SparsePoser: Real-time Full-body Motion Reconstruction from Sparse Data
ACM Transactions on Graphics  ( IF 7.8 ) Pub Date : 2023-10-31 , DOI: 10.1145/3625264
Jose Luis Ponton 1 , Haoran Yun 1 , Andreas Aristidou 2 , Carlos Andujar 1 , Nuria Pelechano 1

Accurate and reliable human motion reconstruction is crucial for creating natural interactions of full-body avatars in Virtual Reality (VR) and entertainment applications. As the Metaverse and social applications gain popularity, users are seeking cost-effective solutions to create full-body animations that are comparable in quality to those produced by commercial motion capture systems. In order to provide affordable solutions though, it is important to minimize the number of sensors attached to the subject’s body. Unfortunately, reconstructing the full-body pose from sparse data is a heavily under-determined problem. Some studies that use IMU sensors face challenges in reconstructing the pose due to positional drift and ambiguity of the poses. In recent years, some mainstream VR systems have released 6-degree-of-freedom (6-DoF) tracking devices providing positional and rotational information. Nevertheless, most solutions for reconstructing full-body poses rely on traditional inverse kinematics (IK) solutions, which often produce non-continuous and unnatural poses. In this article, we introduce SparsePoser, a novel deep learning-based solution for reconstructing a full-body pose from a reduced set of six tracking devices. Our system incorporates a convolutional-based autoencoder that synthesizes high-quality continuous human poses by learning the human motion manifold from motion capture data. Then, we employ a learned IK component, made of multiple lightweight feed-forward neural networks, to adjust the hands and feet toward the corresponding trackers. We extensively evaluate our method on publicly available motion capture datasets and with real-time live demos. We show that our method outperforms state-of-the-art techniques using IMU sensors or 6-DoF tracking devices, and can be used for users with different body dimensions and proportions.

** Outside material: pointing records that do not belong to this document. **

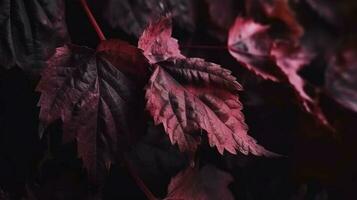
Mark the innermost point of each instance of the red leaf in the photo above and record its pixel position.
(132, 16)
(131, 59)
(157, 43)
(30, 32)
(92, 98)
(278, 10)
(250, 44)
(190, 95)
(207, 183)
(341, 78)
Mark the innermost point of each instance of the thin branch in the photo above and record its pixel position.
(92, 20)
(204, 47)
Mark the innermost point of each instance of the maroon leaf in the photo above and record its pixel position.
(290, 61)
(30, 32)
(207, 183)
(190, 95)
(157, 43)
(341, 78)
(132, 16)
(131, 59)
(93, 99)
(278, 10)
(250, 43)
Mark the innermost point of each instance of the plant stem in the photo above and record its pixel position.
(204, 47)
(138, 180)
(92, 20)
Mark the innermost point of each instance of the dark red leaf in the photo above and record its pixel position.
(131, 59)
(132, 16)
(157, 43)
(30, 32)
(250, 43)
(278, 10)
(207, 183)
(93, 98)
(188, 95)
(191, 95)
(341, 78)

准确可靠的人体运动重建对于在虚拟现实 (VR) 和娱乐应用中创建全身化身的自然交互至关重要。随着元宇宙和社交应用程序的普及,用户正在寻求经济高效的解决方案来创建质量可与商业动作捕捉系统制作的全身动画相媲美的动画。然而,为了提供负担得起的解决方案,重要的是要尽量减少附着在受试者身体上的传感器数量。不幸的是,从稀疏数据重建全身姿势是一个严重不确定的问题。由于位置漂移和姿势的模糊性,一些使用 IMU 传感器的研究在重建姿势方面面临着挑战。近年来,一些主流VR系统发布了六自由度(6-DoF)跟踪设备,提供位置和旋转信息。然而,大多数重建全身姿势的解决方案都依赖于传统的逆运动学 (IK) 解决方案,这通常会产生不连续和不自然的姿势。在本文中,我们介绍了 SparsePoser,这是一种基于深度学习的新型解决方案,用于从六个跟踪设备的精简组中重建全身姿势。我们的系统采用了基于卷积的自动编码器,通过从运动捕捉数据中学习人体运动流形来合成高质量的连续人体姿势。然后,我们采用由多个轻量级前馈神经网络组成的学习 IK 组件,将手和脚调整到相应的跟踪器。我们在公开的动作捕捉数据集和实时现场演示中广泛评估了我们的方法。我们表明,我们的方法优于使用 IMU 传感器或 6-DoF 跟踪设备的最先进技术,并且可用于不同身体尺寸和比例的用户。